I don’t think we need to worry all that much about robots becoming dominant over humans all that soon, because at minimum we will clearly have some amount of warning time as we observe the developments of robots. And we can observe and control that development at the ‘genetic’ level of programming. So we should see warning signs well before hand if robot competition starts to get out of control.
AI will be born out of robot competition on the free market.
Here are some additional expository parallels:
robot sex/robot dominance=competition and use of open source robot code usage. First done by humans, later by auto robot transactions on the internet.

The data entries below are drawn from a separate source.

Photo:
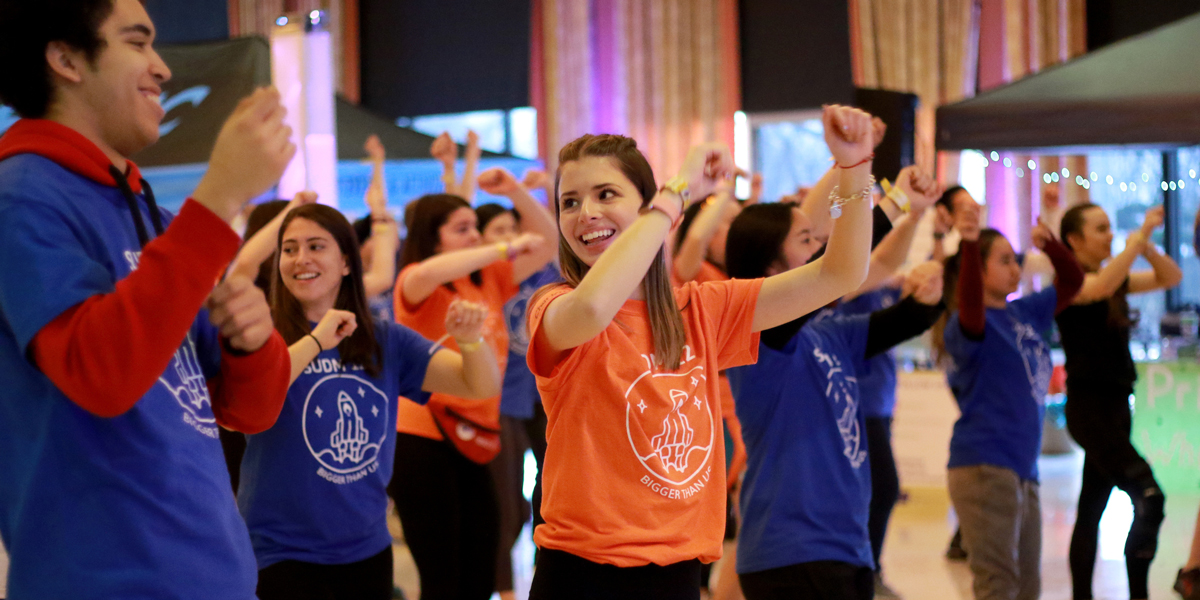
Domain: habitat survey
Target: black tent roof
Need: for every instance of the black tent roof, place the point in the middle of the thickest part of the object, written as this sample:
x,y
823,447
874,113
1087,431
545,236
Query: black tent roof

robot mirror neurons= auto robot transactions on the internet. (yes, same thing as sex. robots are funny that way. This equivalence also has parallels with combinators in programming.)
robot birth,life,cooperation,competition and death=the life cycle of the use of the above code. Since I am a lisp programmer, code to me also means data.
robot identity=after a beginning period of direct human selection of code, code packages will evolve into full fledged robot personalities. Human customers will try out new personality/identity packages on a regular basis, thus providing competitive selection pressures. After human customers are done with a robot personality, they may chose to wipe the newly evolved personality, or let it fend for itself on an internet free market. Thus we may some day be getting cell phone spam from orphaned robots talking like used car salesman in an attempt to get downloaded and installed into mechanical bodies.
Udate: I realized I was lacking a well explained robot parallel with this human knowledge trait:
-Repeated new imperfect use of that knowledge in new areas regardless of how inapplicable it was.
The way to do that, is to let robots both apply transformative code creation and to try out each others code borrowed from each other over the internet. Thus you may say to your robot ‘go make the bed.’ Assuming the robot already has the language ability to ‘understand’ this command, he goes into the bedroom, tries various code based attempts at making the bed, and compares them to his language notion of what a made bed is. The code base he searches through is not only his own code, but code on the internet, and also new code that he invents with by applying transformative code to old code. He not only carries out this process with the making of the bed, but also the evolving creation of his ‘notion’ of what a made bed is. The ultimate verification is his human customer expressing approval. Over time robots will become better at making beds than humans, because they will discover new ways of making beds that not every or even any human knew about it. Transformative code could be made with analogies, trial and error experimentation starting from library knowledge and probably other methods as well. For example, the robot may have a library of fabric material properties and manipulations, and use that for steps in experimentation with both napkin and bed sheet folding, and recognize the analogy between the two as fabric materials. This suggests another thing robots will need that humans have-a basic genetic ability to recognize and manipulate classes of objects in the physical world.